McKay hears that the shooter might be heading their way and says, "What?! My kid's in the break room!" This is immediately followed by Javadi’s mother asking "The shooter is heading this way?" Because her daughter is also in the hospital.
Jack Abbott, former combat medic, hops in to save the uniformed officer, and we get an actual, genuine smile of relief because he ended his last shift losing a vet, a loss he took so hard he ended up on the roof. Framed behind him in this moment (significantly) are SWAT in militarized camo and heavy combat gear.
Langdon being unable to "hear himself think" when McKay's ankle monitor goes off is probably a reminder of his drug usage, but also perhaps a reference to his earlier comment that "all of us have ADHD."
Also, I noticed this while watching the first time, but loved the "the mentor does, mentee imitates" line of succession from Robby to Langdon to Mohan to Santos.
A small one, but Santos says "stay strong, Crash" to Javadi as she leaves from the team effort on the older hippie, and this time it sounds like genuine camaraderie. They're transforming our interpretation of her without losing her characterization.
Finally, everyone's pointed out already that Robby's mentor died in Peds? Pedes? and how significant it is that this same room is where he's having his breakdown. But I have big thoughts about the motif of fathers & sons in this season, and the even bigger thread of parents / kids. At minimum, I'm talking: David's father died and he spiraled, Robby's mentor died and he spiraled, but this also includes Robby learning that Collins had an abortion when they were together, something Robby clearly had an emotional response to as he now has to imagine a reality in which he might have had a child with Collins, and he handles it very maturely and centers her, as he should, but he didn't get to process that or make meaning.
So it feels very deliberate that the show chose to put the morgue in the part of the ED normally used for children. And now he's in that same children's department his mentor died in after losing three (four?) kids that day. A morgue where he's standing behind the closest thing he has to a son who he feels he failed and wow are they just making that room a powder keg of trauma representation.

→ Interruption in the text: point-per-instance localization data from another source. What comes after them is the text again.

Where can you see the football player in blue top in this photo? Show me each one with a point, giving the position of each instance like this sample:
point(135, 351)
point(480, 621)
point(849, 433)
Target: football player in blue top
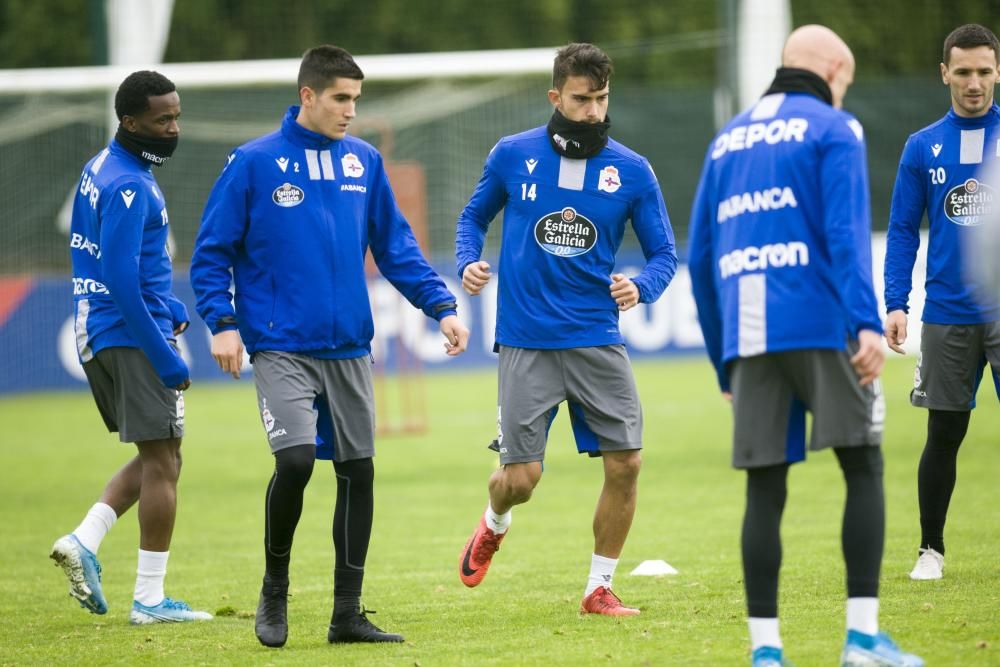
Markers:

And to top things off, they literally gave us a clown this episode (or as Whitaker points out "a children's entertainer") who is worried about whether he'll be able to make balloon animals ever again. And that's silly and it's also human but--thematically, and more importantly--it's a man wondering if the pain inflicted on him will prevent him from doing his job in the future. I don't know. Something about Robby being everyone's dad and being the head clown at the circus that is the Pitt and trying to keep all these kids afloat. Like--I'm sorry--the music festival had a clown? Nah, this is symbolism now (because I say so, haha).
Finally, these didn't fit into the meaning category, but I really appreciated that Whitaker had that very human moment reassuring Carmen after she wakes up after the REBOA (you know, the balloon thing).

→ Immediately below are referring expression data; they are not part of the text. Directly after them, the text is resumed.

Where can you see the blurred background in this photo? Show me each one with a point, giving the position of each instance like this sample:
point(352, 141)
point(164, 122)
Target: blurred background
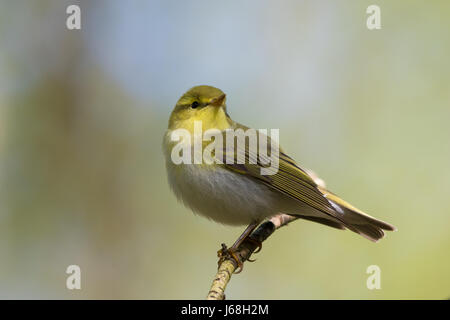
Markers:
point(83, 113)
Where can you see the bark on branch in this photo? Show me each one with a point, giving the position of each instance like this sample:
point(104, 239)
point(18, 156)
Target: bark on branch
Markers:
point(245, 250)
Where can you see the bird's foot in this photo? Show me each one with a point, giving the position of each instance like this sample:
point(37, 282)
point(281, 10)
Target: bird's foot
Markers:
point(224, 253)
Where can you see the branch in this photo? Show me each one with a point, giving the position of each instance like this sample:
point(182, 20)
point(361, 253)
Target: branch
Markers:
point(244, 251)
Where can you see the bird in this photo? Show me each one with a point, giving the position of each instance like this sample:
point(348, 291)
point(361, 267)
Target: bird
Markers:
point(233, 193)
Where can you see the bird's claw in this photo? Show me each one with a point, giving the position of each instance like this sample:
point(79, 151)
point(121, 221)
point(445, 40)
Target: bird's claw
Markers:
point(226, 253)
point(257, 243)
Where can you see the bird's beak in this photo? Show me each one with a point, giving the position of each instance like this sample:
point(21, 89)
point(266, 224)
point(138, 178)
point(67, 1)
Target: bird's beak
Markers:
point(217, 102)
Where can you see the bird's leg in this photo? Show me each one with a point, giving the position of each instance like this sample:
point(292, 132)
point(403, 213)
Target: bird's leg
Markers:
point(226, 252)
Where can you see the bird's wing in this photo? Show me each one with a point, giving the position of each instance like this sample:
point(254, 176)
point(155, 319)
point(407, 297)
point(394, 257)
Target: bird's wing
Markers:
point(288, 179)
point(300, 185)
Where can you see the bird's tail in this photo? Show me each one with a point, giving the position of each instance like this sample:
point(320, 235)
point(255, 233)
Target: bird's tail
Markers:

Also, so many people were irate about Jake's comments to Robby, but if you listen closely, the captions miss that he says, "Are--are you okay?" when Robby starts to drag him out of the room. Robby has just said an accidentally cruel thing to him and Jake is genuinely, honestly concerned. They're both grieving but that is a good kid.
#the pitt#the pitt spoilers#i had too many thoughts#I wish I could articulate the kids and death motif better.